Se, dunque, la XVII legislatura, secondo gli auspici e il contributo del capo dello Stato, saprà non perdere l’occasione di assumere funzioni costituenti di fatto, probabilmente gli italiani cominceranno ad essere meno severi coi loro governanti; inizieranno a capire meglio dove i ministri non riescono ad essere all’altezza dei loro compiti e dove, invece, incontrano difficoltà esterne. Che non si rimuovono con semplici manifestazioni di volontà politica o di annunci di cambiamenti che non arrivano mai o giungono preventivamente manipolati da una burocrazia costosa, inadeguata, parassitaria, ritardatrice, corporativa.
Non per mettere troppa carne al fuoco, ma solo per fornire un motivo di riflessione sulle implicazioni della riforma del senato e del Titolo V, mi permetto di segnalare che entrambi gli ambiti di cui si postulano modifiche fondamentali e serie hanno connessione sia con le funzioni che col processo formativo delle presidenze della repubblica. Non si tratta di marginalità.

Evito di affrontare, almeno per ora, il tema del presidenzialismo (o del semipresidenzialismo), che andrebbe comunque valutato non solo perché segnalato da alcuni dei sostenitori minori del patto Renzi-Berlusconi (Quagliariello, in particolare). Così come credo che non si possa mancare di assegnare al presidente del consiglio poteri che ora non ha, causa la tendenza assemblearistica prevalsa su quella parlamentarista in costituente nel timore che si potesse ricadere in un sistema autoritarista. Ma c’è un punto ineludibile, che non si potrà evitare: quello della modalità di elezione del capo dello Stato, della composizione del corpo elettorale chiamato a eleggere il presidente della repubblica, della composizione e del ruolo della assemblea nazionale prevista nella costituzione.

Con la costituzione vigente il capo dello Stato viene eletto, in seduta congiunta da tutti i deputati, da tutti i senatori (compresi quelli di nomina presidenziale o a vita), da un certo numero di rappresentanti regionali. Nell’ordinamento nuovo, laddove dovessero prendere forma un senato delle autonomie non eletto dal popolo ma dai consiglieri regionali o dai sindaci, la quota fin qui assegnata al senato fotocopia della camera e alle rappresentanze delle regioni dovrebbero venire meno. Meglio, andrebbero radicalmente riviste: nel numero, nelle loro specificità di rappresentanza, nel concorso a costituire (o no) il corpo dei grandi elettori chiamati ad eleggere il capo dello Stato. Non escludendo la cancellazione o la riduzione dei senatori a vita, il cui numero, specie dopo l’eliminazione del senato tradizionale, verrebbe ad alterare in qualche modo gli equilibri che determinano non solo la vita delle presidenze, ma quelle della maggioranza di governo.
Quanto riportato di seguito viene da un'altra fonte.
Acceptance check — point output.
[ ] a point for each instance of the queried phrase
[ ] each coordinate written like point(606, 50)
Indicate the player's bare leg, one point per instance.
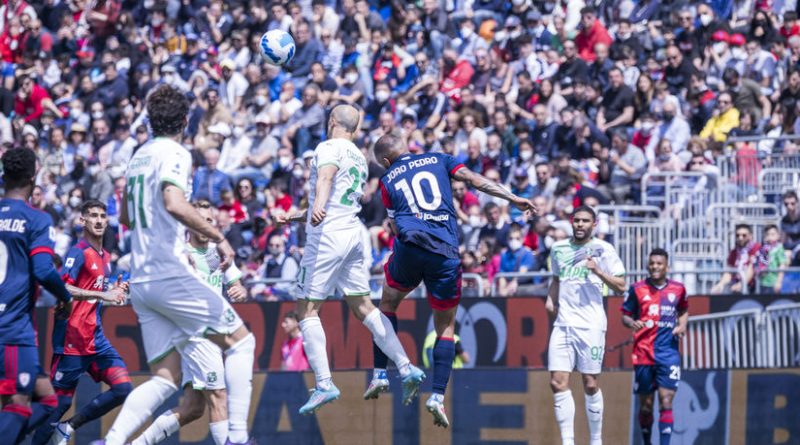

Pongo il problema a freddo proprio per evitare scontri e studiare preventivamente soluzioni condivise al massimo. Il problema c’è. In clima di pacificazione nazionale e di agibilità politica in cui la maggioranza legittima la minoranza, e viceversa, se si ha sincera volontà costituente, non dovrebbe essere complicato favorire soluzioni logiche e articolazioni dei poteri equilibrate e coerenti. Riflettendo all’interno di una valutazione complessiva delle riforme finalmente sottoposte al vaglio di partiti e istituzioni, forse sarà possibile trovare soluzione anche a questo tema delicato della formazione del corpo elettorale presidenziale. Che non è questione minimale per una democrazia ordinata: specie se sarà rispettato un parlamentarismo sano e davvero equilibrato.